Creativity and tradition in craft production: opposites or two halves of a coin?  
Lise Bender Jørgensen (Norwegian University of Science & Technology)

Paper short abstract:

The paper explores the relationship between creativity and tradition and how this interacts with transmission of craftsmanship between generations

Paper long abstract:

A combination of knowledge and skill, craftsmanship is transmitted in communities of knowledge, informally within the family, or more formally through apprenticeship. The absorption of crafts knowledge includes learning to use the senses to see, hear, feel, smell or taste to assess aspects such as the quality of raw materials, if a fire is sufficiently hot, whether or the desired consistency has been reached. Imitation of the master is a core element; the craft is mastered when the apprentice is able to carry out the whole process, resulting in an acceptable copy of the master's work. Imitation assists upholding the proper quality of the products. Still, the ability to imitate is also the precondition for improvisation, for changing the process in ways that do not jeopardize the workmanship, and thus for being accepted by the community.
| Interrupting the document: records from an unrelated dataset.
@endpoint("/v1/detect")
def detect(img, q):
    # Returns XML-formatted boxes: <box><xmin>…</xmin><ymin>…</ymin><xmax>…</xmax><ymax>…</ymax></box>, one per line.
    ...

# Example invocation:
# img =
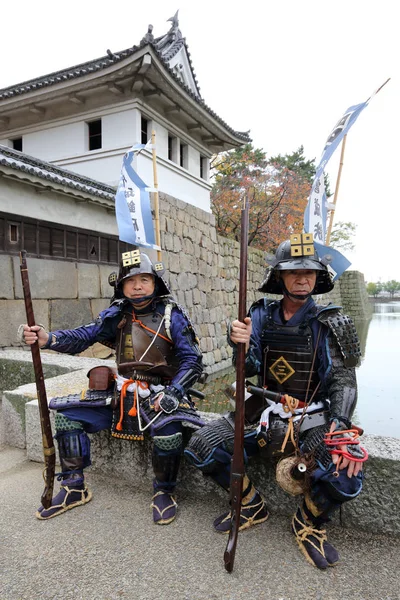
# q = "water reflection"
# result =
<box><xmin>196</xmin><ymin>301</ymin><xmax>400</xmax><ymax>439</ymax></box>
<box><xmin>355</xmin><ymin>301</ymin><xmax>400</xmax><ymax>439</ymax></box>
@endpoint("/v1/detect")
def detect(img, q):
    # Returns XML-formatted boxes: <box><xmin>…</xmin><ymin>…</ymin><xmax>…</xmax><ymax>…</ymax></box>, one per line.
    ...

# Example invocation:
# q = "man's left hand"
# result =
<box><xmin>329</xmin><ymin>421</ymin><xmax>363</xmax><ymax>478</ymax></box>
<box><xmin>153</xmin><ymin>388</ymin><xmax>180</xmax><ymax>414</ymax></box>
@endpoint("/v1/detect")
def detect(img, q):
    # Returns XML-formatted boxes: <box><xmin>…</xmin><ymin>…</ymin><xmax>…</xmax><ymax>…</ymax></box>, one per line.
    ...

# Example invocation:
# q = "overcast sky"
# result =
<box><xmin>1</xmin><ymin>0</ymin><xmax>398</xmax><ymax>282</ymax></box>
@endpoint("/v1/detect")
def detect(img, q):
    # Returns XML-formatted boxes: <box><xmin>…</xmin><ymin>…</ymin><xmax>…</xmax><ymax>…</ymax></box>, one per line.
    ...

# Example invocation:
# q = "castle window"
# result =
<box><xmin>87</xmin><ymin>119</ymin><xmax>102</xmax><ymax>151</ymax></box>
<box><xmin>200</xmin><ymin>156</ymin><xmax>208</xmax><ymax>180</ymax></box>
<box><xmin>168</xmin><ymin>135</ymin><xmax>178</xmax><ymax>163</ymax></box>
<box><xmin>141</xmin><ymin>117</ymin><xmax>150</xmax><ymax>145</ymax></box>
<box><xmin>0</xmin><ymin>211</ymin><xmax>129</xmax><ymax>265</ymax></box>
<box><xmin>9</xmin><ymin>223</ymin><xmax>19</xmax><ymax>243</ymax></box>
<box><xmin>180</xmin><ymin>143</ymin><xmax>188</xmax><ymax>169</ymax></box>
<box><xmin>12</xmin><ymin>138</ymin><xmax>23</xmax><ymax>152</ymax></box>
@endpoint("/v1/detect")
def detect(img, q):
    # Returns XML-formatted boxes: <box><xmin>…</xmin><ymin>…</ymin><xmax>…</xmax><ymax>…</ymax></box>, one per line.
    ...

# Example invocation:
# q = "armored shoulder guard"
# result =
<box><xmin>249</xmin><ymin>297</ymin><xmax>278</xmax><ymax>315</ymax></box>
<box><xmin>160</xmin><ymin>297</ymin><xmax>200</xmax><ymax>345</ymax></box>
<box><xmin>317</xmin><ymin>308</ymin><xmax>361</xmax><ymax>367</ymax></box>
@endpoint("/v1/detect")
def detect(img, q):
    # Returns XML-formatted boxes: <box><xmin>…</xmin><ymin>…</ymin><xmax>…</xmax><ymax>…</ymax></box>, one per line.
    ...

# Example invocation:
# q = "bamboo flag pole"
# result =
<box><xmin>325</xmin><ymin>134</ymin><xmax>347</xmax><ymax>246</ymax></box>
<box><xmin>151</xmin><ymin>129</ymin><xmax>162</xmax><ymax>262</ymax></box>
<box><xmin>325</xmin><ymin>78</ymin><xmax>390</xmax><ymax>247</ymax></box>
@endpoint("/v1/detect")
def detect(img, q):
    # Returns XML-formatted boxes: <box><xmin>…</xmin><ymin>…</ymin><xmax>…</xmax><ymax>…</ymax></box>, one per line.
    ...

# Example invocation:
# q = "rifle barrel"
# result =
<box><xmin>224</xmin><ymin>196</ymin><xmax>249</xmax><ymax>572</ymax></box>
<box><xmin>19</xmin><ymin>251</ymin><xmax>55</xmax><ymax>509</ymax></box>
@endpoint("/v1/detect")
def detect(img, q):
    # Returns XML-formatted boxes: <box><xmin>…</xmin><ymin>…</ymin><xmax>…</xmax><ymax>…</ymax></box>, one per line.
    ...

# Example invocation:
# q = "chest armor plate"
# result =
<box><xmin>260</xmin><ymin>320</ymin><xmax>321</xmax><ymax>402</ymax></box>
<box><xmin>116</xmin><ymin>308</ymin><xmax>179</xmax><ymax>379</ymax></box>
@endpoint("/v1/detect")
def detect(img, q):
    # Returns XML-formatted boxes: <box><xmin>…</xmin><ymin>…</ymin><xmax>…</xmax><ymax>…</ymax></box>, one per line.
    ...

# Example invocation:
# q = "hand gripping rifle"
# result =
<box><xmin>19</xmin><ymin>251</ymin><xmax>55</xmax><ymax>509</ymax></box>
<box><xmin>224</xmin><ymin>195</ymin><xmax>249</xmax><ymax>573</ymax></box>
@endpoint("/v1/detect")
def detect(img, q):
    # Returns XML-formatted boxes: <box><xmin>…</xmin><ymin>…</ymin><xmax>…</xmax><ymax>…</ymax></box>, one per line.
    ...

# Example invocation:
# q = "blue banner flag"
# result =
<box><xmin>115</xmin><ymin>143</ymin><xmax>160</xmax><ymax>250</ymax></box>
<box><xmin>314</xmin><ymin>241</ymin><xmax>351</xmax><ymax>282</ymax></box>
<box><xmin>304</xmin><ymin>99</ymin><xmax>368</xmax><ymax>244</ymax></box>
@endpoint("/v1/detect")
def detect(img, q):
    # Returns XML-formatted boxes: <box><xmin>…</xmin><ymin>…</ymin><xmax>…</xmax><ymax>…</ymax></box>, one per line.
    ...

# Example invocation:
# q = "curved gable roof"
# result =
<box><xmin>0</xmin><ymin>16</ymin><xmax>250</xmax><ymax>143</ymax></box>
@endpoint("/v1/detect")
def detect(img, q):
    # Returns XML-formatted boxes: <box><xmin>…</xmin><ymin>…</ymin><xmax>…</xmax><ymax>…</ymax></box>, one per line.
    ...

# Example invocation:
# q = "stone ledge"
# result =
<box><xmin>23</xmin><ymin>394</ymin><xmax>400</xmax><ymax>536</ymax></box>
<box><xmin>2</xmin><ymin>350</ymin><xmax>399</xmax><ymax>536</ymax></box>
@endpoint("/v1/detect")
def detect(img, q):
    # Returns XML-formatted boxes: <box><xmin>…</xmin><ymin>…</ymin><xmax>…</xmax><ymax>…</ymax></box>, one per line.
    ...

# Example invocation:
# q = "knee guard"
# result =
<box><xmin>184</xmin><ymin>415</ymin><xmax>234</xmax><ymax>471</ymax></box>
<box><xmin>184</xmin><ymin>417</ymin><xmax>236</xmax><ymax>491</ymax></box>
<box><xmin>55</xmin><ymin>413</ymin><xmax>91</xmax><ymax>479</ymax></box>
<box><xmin>153</xmin><ymin>432</ymin><xmax>183</xmax><ymax>455</ymax></box>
The importance of imitation in craft transmission encourages the maintaining of tradition, of doing it exactly as it always has been done. Changes signal lack of conformity. Somebody has chosen to do things differently, has gotten away with it, and established a new tradition. Prehistory supplies us with many examples, both of tradition and change. How can we use these to investigate the nature of creativity, and how it interacts with tradition?